For my whole life, I’ve been looked at like I was dirt. Either that or a charity case. Not once has someone or anyone looked at me as just another person. I was always talked about in whispers. “She’s the one who Mary Ellen feels sorry for.” I would hear that one a lot when I walked into school, and some of the other moms would see me. The pointing was always evident. I tried to ignore it and tried not to let it bother me, but I would always go quiet and not make eye contact. “She’s her daughter,” they would say of my mother. God, that one would get me every single time.

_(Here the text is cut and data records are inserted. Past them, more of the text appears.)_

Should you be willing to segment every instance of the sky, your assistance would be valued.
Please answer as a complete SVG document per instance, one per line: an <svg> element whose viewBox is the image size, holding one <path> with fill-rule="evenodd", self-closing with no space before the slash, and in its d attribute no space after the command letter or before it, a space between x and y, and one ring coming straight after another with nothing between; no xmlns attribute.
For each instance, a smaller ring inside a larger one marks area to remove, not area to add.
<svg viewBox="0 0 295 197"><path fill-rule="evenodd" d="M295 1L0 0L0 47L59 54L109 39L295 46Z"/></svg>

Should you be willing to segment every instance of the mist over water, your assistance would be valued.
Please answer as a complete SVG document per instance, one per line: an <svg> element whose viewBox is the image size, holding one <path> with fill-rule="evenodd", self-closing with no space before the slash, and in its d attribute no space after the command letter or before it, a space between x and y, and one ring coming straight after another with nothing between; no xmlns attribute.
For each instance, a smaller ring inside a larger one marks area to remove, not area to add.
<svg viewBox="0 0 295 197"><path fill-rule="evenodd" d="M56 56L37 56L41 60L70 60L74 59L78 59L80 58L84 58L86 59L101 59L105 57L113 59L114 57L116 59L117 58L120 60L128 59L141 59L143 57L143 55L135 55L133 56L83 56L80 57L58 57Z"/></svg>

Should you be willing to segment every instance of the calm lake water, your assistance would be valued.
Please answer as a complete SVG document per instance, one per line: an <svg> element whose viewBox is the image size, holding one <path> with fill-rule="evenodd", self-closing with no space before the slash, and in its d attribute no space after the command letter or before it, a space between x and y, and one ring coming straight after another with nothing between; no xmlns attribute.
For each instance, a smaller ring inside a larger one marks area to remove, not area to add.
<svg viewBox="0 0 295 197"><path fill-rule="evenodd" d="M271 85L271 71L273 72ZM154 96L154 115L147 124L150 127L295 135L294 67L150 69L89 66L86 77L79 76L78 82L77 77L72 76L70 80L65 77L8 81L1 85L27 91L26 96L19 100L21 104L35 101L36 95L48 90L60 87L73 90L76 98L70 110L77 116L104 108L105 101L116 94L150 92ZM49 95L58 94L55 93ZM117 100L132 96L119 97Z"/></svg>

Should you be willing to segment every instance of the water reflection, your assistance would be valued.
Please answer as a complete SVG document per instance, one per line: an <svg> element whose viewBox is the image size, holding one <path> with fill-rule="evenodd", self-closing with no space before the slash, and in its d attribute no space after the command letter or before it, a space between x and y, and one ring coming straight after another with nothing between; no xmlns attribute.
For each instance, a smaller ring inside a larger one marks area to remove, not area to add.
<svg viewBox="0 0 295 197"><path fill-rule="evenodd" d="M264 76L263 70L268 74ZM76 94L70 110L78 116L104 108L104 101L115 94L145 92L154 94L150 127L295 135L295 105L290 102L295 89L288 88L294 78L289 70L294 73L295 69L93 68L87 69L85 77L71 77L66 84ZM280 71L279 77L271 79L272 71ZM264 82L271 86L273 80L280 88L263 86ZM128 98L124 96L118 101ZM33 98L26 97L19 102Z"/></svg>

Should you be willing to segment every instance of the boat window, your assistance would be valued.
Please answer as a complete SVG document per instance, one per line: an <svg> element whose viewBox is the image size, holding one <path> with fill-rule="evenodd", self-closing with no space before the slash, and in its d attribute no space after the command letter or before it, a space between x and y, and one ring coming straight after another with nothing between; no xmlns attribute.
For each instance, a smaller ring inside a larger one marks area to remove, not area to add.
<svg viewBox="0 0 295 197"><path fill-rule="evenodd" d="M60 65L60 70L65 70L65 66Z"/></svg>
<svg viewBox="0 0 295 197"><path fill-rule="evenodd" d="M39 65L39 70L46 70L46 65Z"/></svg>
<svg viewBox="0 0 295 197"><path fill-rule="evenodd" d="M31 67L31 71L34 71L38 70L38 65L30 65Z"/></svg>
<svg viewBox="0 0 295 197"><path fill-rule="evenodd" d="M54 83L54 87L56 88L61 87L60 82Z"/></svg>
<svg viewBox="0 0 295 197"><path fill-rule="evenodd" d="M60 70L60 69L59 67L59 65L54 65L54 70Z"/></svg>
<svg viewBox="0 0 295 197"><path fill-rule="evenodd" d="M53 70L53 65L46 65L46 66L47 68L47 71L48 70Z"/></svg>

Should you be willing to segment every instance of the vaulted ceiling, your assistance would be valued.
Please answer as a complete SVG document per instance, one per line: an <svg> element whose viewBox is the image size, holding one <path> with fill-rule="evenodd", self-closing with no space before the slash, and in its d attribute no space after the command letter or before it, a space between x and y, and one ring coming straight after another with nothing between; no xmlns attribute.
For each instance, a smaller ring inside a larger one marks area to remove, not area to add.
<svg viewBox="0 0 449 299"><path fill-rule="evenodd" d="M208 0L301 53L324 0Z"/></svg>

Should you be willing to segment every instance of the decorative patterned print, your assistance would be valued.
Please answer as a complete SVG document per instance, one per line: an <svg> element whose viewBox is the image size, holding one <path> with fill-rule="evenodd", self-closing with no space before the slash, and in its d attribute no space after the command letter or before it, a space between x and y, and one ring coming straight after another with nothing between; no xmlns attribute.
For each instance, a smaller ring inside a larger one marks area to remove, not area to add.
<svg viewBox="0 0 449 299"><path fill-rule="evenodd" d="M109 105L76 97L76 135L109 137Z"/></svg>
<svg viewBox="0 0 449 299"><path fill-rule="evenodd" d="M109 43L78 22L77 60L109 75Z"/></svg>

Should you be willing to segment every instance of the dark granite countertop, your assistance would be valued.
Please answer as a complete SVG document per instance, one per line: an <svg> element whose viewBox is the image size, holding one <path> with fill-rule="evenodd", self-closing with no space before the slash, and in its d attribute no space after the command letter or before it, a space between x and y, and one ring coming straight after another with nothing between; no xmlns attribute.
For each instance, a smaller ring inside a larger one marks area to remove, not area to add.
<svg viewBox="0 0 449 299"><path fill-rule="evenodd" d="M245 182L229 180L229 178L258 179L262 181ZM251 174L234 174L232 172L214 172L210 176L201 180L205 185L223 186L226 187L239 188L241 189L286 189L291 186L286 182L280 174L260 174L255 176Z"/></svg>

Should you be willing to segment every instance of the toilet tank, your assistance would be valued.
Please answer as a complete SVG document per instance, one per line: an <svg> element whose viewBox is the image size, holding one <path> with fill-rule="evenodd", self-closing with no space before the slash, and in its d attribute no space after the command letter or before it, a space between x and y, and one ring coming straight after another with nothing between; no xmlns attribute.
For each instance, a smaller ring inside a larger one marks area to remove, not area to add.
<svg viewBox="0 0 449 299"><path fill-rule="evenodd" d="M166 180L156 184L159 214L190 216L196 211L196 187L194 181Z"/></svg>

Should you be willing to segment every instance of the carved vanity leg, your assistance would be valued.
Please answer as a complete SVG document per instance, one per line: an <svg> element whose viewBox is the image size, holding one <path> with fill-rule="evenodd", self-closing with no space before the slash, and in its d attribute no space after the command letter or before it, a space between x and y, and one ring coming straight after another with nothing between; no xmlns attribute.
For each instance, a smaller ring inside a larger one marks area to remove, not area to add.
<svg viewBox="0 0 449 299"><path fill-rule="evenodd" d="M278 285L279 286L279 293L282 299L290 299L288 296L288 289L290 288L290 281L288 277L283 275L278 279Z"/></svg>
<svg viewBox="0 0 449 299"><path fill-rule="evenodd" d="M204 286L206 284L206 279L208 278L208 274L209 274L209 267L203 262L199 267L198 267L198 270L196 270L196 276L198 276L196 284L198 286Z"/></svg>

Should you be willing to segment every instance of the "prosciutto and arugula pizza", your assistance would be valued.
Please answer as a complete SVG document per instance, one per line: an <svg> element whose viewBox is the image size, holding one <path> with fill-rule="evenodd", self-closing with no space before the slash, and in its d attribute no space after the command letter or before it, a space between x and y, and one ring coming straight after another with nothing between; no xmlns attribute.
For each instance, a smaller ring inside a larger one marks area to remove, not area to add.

I would have to blink away the tears so fast that sometimes they would sneak out, and I would suddenly have “allergies.” But my favorite has always been, “She’s the one who ruined everything.” That one has been at the top for the past eight years along with the finger-pointing, the rude stares, and the blatant hatred worn on their face.
“When I finally told him …” My hands start to shake. “He told me it could be anyone’s, and it can’t be his since it was only one time.”
“What a fucking moron,” Beau hisses. Leaning back on the couch, he scratches his face with his hands and then looks at me. I have to stop talking for a second because all I want to do is lean back into his arms. I want him to wrap his arm around my shoulder like he does during scary movies. But instead, I take a deep breath and tell him the rest.